The story is a parable about a group of farm animals who rise up against their evil farmer/landowner who is getting unfairly rich on their back-breaking labor (you’ve probably never heard of such a thing, as your country wouldn’t allow such injustice—just kidding). It also in part is an allegory or dark satire about some actual historical events: Farmer Jone, may be seen as similar to Tsar Nicholas II; the leader of the uprising, Old Major, may be like Marx/Lenin.
After the revolution is complete the animals for a time run the farm themselves, but it’s never really communism as one might hope for (in that goal of equality). The issue of power is never really absent in government, it seems; it corrupts, and absolute power corrupts absolutely, as in the novel’s best-known phrase: “All animals are equal, but some animals are more equal than others.” Political/governmental hierarchies seem inevitable--maybe it’s human nature?—but two pigs in particular, Snowball (Trotsky) and Napoleon (Stalin), eventually completely corrupt the originally stated democratic design.
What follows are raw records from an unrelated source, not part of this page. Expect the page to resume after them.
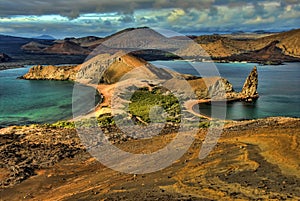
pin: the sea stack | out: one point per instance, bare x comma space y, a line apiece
249, 91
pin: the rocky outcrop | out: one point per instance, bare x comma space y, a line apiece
34, 47
66, 47
249, 90
4, 57
51, 73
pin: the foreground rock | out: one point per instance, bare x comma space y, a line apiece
42, 163
51, 73
249, 90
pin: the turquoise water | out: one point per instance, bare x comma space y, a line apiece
279, 87
31, 101
26, 102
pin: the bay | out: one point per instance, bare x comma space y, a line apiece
279, 87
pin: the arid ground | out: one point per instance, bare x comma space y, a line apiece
253, 160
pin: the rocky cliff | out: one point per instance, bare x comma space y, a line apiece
51, 73
249, 90
123, 69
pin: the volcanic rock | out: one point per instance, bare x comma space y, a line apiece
249, 90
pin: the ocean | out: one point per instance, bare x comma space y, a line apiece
29, 101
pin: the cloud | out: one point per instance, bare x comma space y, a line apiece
100, 17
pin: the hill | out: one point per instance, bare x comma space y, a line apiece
66, 47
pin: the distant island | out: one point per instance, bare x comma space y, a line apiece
270, 48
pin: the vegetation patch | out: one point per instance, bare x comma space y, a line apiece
157, 106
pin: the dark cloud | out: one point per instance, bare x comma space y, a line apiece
113, 15
73, 8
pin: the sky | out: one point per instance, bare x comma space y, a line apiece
76, 18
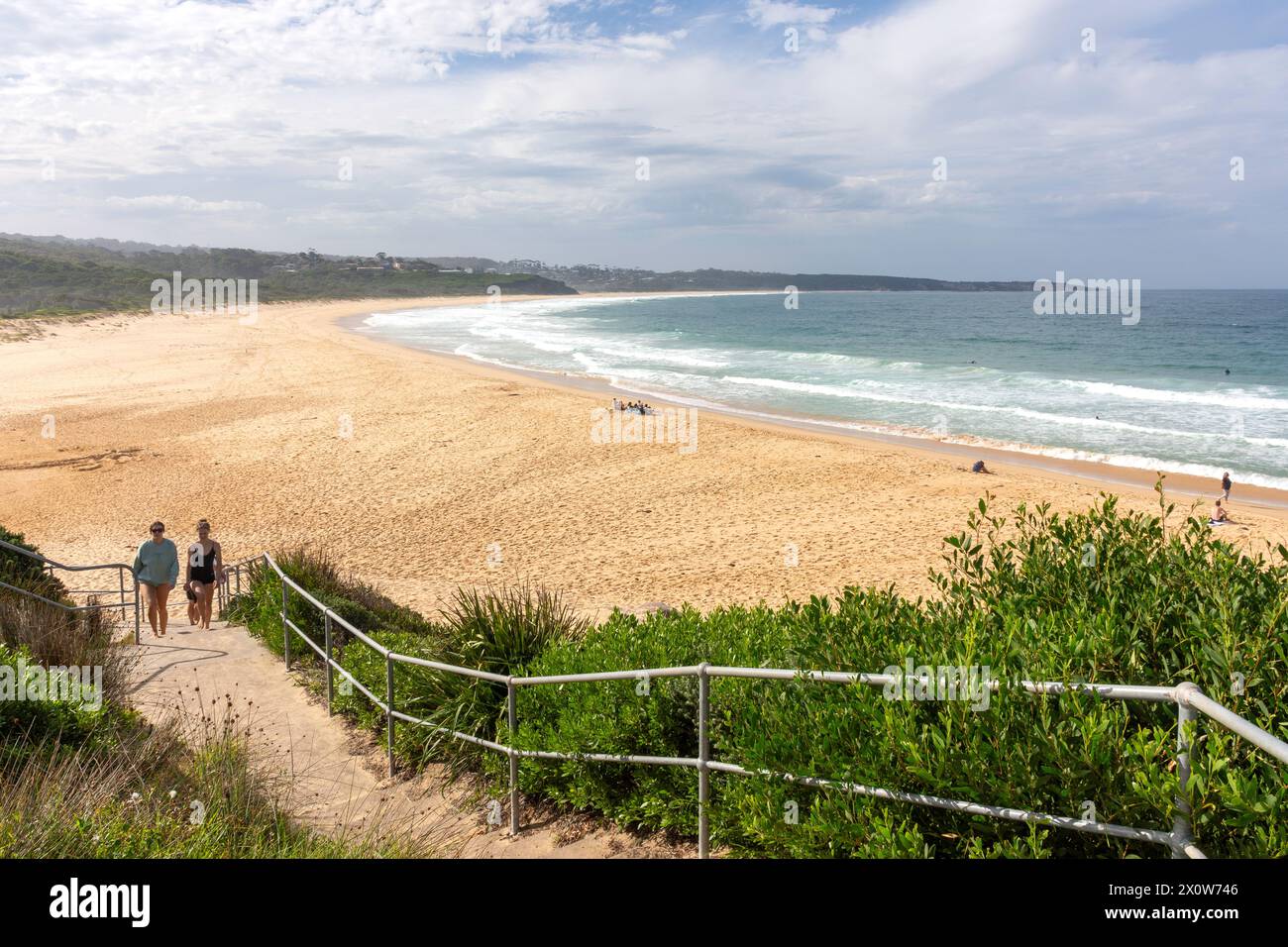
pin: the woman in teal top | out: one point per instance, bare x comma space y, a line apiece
158, 570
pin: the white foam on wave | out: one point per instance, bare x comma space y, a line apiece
1234, 398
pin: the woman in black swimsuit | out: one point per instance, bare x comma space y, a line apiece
205, 564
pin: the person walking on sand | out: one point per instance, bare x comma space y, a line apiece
156, 567
205, 562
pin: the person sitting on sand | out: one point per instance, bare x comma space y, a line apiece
205, 561
156, 567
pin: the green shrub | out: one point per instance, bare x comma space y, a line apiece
1093, 596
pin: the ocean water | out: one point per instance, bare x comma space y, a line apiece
970, 368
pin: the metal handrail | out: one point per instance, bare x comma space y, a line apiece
94, 604
1189, 699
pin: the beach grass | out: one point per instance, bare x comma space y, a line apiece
84, 776
1099, 595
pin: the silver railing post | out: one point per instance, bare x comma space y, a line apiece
513, 710
330, 669
286, 630
389, 703
1186, 716
703, 757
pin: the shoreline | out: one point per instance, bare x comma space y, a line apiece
1134, 478
421, 474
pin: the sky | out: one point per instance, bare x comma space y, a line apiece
990, 140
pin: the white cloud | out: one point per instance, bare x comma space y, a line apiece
250, 106
769, 13
181, 202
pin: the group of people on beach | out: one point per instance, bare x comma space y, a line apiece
1222, 514
632, 406
156, 566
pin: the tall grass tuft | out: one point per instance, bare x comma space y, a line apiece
498, 630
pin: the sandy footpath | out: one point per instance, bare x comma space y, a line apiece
423, 474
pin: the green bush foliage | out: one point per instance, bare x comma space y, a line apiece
1099, 596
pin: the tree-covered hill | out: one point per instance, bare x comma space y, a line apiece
51, 275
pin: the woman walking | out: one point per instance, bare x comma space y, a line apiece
156, 567
205, 565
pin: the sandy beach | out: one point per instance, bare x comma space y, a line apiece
424, 472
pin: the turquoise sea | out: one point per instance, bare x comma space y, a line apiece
1198, 385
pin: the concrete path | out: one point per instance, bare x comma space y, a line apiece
335, 775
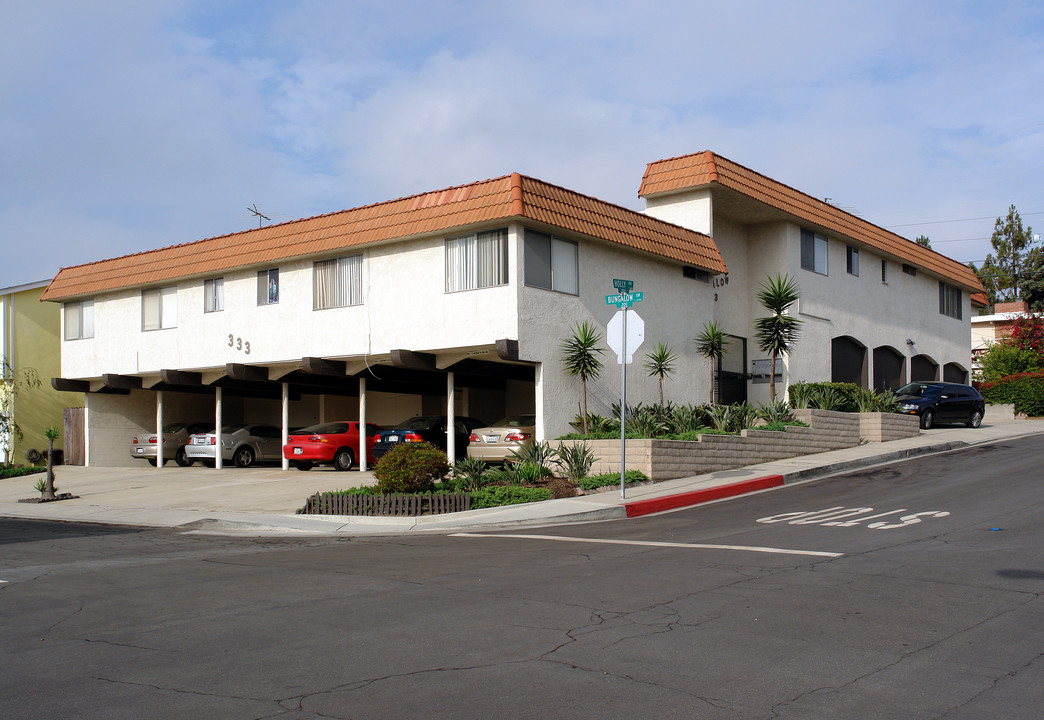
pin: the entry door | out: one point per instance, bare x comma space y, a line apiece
732, 372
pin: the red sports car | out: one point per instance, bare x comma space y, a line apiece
335, 442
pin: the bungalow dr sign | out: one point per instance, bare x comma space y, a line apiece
624, 338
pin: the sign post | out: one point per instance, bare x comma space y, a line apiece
624, 341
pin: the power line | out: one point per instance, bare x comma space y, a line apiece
967, 219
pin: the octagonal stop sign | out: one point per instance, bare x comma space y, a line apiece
636, 334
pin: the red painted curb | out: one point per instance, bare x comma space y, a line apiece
670, 502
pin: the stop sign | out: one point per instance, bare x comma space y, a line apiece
636, 334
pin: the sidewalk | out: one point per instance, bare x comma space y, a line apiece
262, 501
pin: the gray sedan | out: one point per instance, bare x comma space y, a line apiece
242, 445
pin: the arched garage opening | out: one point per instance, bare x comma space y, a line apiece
952, 373
923, 367
890, 368
848, 361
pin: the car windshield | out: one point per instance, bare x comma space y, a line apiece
920, 390
422, 423
516, 422
325, 429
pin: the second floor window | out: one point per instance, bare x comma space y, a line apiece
213, 294
476, 261
268, 286
159, 308
337, 283
950, 301
78, 320
813, 252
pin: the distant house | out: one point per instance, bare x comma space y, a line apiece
456, 302
29, 340
988, 329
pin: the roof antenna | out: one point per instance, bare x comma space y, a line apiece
254, 209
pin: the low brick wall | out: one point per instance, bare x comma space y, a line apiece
667, 459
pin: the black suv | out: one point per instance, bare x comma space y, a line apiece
938, 402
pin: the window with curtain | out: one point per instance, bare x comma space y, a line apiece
476, 261
337, 283
813, 252
159, 308
213, 294
550, 263
950, 301
78, 320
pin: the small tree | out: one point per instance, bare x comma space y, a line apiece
579, 354
52, 434
779, 332
661, 363
710, 343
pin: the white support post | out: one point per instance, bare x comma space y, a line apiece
362, 425
218, 451
450, 421
159, 429
286, 422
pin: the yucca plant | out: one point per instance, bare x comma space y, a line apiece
580, 357
574, 460
775, 412
801, 396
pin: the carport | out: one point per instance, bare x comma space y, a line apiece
485, 381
Folks on the Right have always used this text as evidence that Orwell is really politically conservative, anti-communist, but I think Orwell’s larger target is not commies or even Stalinist “communism” but totalitarianism in all its forms. Clover expresses her disappointment for what comes about: "If she herself had had any picture of the future, it had been of a society of animals set free from hunger and the whip, all equal, each working according to his capacity, the strong protecting the weak, as she had protected the lost brood of ducklings with her foreleg on the night of Major's speech. Instead- she did not know why- they had come to a time when no one dared to speak his mind, when fierce, growling dogs roamed everywhere, and when you had to watch your comrades torn to pieces after confessing to shocking crimes”—Clover
So many good reviews of the original novel are her on Goodreads—Petra, Manny, many others--so good, but this is a very good adaptation!